Voters complain of political overload with presidential election still 3 months away

Voters complain of political overload with presidential election still 3 months away

NEW ORLEANS (WVUE) - Republicans and Democrats duked it out in a war of words at the conventions, and the chatter surrounding who will be the next President of the United States overflows into the streets.

"Everybody's saying that Hillary's going to win," voter Mydreion Morris said.

"I don't think so. I think Trump is going to win. He's got it," said Mydreion's sister, Nicole Morris.

The presidential talk sneaks into voters' lives whether they like it or not, and some say with a little more than three months left in the election, they are already tired and fed up.

"It's 24/7. So I'm pretty done. I would just as soon November be here now and get it over with," voter Denise Winkler said.

"If you go through Facebook, there are things about the election and if you go through Twitter, things about the election. So it is a lot," voter Melika Harris said.

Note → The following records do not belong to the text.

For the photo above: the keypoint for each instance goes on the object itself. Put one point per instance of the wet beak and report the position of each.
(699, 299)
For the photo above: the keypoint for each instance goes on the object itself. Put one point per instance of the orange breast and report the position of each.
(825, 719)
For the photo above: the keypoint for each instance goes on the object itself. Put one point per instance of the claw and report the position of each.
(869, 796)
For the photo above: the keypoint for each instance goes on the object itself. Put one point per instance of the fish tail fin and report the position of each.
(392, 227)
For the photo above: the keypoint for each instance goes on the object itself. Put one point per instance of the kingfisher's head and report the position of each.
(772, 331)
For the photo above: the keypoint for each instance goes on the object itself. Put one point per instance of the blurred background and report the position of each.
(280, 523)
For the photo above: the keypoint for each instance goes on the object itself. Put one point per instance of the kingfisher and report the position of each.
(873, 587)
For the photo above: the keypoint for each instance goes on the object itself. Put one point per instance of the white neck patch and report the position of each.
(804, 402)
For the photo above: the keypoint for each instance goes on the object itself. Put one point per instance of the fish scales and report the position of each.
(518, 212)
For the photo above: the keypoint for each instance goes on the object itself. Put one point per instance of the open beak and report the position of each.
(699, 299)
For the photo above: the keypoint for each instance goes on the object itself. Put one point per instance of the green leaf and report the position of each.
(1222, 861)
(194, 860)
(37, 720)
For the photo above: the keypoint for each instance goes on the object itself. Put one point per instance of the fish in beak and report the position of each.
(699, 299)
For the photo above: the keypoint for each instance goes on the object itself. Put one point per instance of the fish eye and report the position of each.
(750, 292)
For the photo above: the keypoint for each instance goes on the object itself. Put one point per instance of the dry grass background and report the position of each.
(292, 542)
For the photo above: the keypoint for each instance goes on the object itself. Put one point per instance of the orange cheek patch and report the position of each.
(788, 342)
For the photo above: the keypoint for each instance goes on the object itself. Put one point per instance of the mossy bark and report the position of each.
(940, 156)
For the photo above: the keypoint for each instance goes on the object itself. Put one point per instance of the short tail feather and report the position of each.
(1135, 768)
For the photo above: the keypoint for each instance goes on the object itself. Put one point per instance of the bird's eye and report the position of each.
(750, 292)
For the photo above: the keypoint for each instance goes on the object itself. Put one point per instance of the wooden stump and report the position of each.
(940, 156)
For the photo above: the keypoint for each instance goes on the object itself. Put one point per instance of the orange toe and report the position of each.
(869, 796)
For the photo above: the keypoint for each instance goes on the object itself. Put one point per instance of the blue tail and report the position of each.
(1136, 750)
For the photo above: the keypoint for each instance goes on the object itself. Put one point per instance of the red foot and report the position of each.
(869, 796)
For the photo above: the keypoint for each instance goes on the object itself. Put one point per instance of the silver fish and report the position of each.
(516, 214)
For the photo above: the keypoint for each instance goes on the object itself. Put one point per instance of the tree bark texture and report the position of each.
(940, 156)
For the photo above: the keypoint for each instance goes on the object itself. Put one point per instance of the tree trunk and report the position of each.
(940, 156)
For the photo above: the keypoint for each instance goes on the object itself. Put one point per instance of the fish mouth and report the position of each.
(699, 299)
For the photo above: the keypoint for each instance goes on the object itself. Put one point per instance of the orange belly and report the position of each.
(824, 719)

But political analyst Danae Columbus feels presidential fatigue is not an issue.

"I think Louisiana voters are still excited about the campaign and want to be involved in the process," Columbus said.

She believes most voters just started paying attention with the presidential nominees set to face off, and because the outcome of many local elections will also be decided in November.

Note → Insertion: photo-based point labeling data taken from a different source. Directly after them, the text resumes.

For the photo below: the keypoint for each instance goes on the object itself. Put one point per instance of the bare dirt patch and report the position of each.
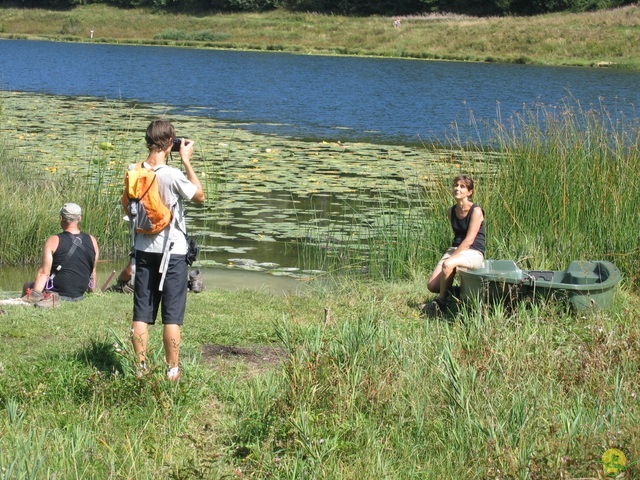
(255, 359)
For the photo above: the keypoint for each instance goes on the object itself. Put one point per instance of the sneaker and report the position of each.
(173, 374)
(32, 296)
(195, 281)
(50, 300)
(435, 308)
(121, 287)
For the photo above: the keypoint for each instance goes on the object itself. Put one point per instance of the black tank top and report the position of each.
(72, 273)
(460, 228)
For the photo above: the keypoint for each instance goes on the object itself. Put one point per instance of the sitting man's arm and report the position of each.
(42, 275)
(93, 281)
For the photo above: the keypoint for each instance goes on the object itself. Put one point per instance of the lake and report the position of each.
(314, 147)
(316, 97)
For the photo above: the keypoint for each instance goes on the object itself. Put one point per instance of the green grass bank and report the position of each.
(603, 38)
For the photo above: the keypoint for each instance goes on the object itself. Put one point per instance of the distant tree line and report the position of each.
(347, 7)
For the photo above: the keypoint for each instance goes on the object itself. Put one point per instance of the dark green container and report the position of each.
(584, 285)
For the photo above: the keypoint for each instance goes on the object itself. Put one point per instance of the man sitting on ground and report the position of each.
(68, 267)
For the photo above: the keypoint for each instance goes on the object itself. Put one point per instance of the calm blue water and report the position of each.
(334, 98)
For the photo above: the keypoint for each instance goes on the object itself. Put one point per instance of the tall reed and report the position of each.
(564, 188)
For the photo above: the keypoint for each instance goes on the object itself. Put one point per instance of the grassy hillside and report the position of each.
(606, 38)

"[Voters] are just starting to really focus on the races. There's a lot of great state races. The U.S. Senate race here in Louisiana is going to be a fabulous race with a lot of candidates," Columbus said. "Looks like David Duke is going to play well in that race even though a lot of people don't want him to do well, but he probably will, and it looks like in the run off he will be against a strong Democrat. So that will be a very interesting race, as well."

But voters still say they do not like how the presidential race tends to focus on personalities and not the issues.

"I think it's become really childish on both sides. So that's sad to see," voter Carly Burt said.

"The only thing they're similar in is how poor their popularity is," Winkler said.

In a recent Reuters poll, voters' dislike is evident.

The poll says 57 percent of likely Donald Trump voters want him as president simply because they do not like Hillary Clinton, and 55 percent of likely Clinton voters want her as president simply because they do not like Trump.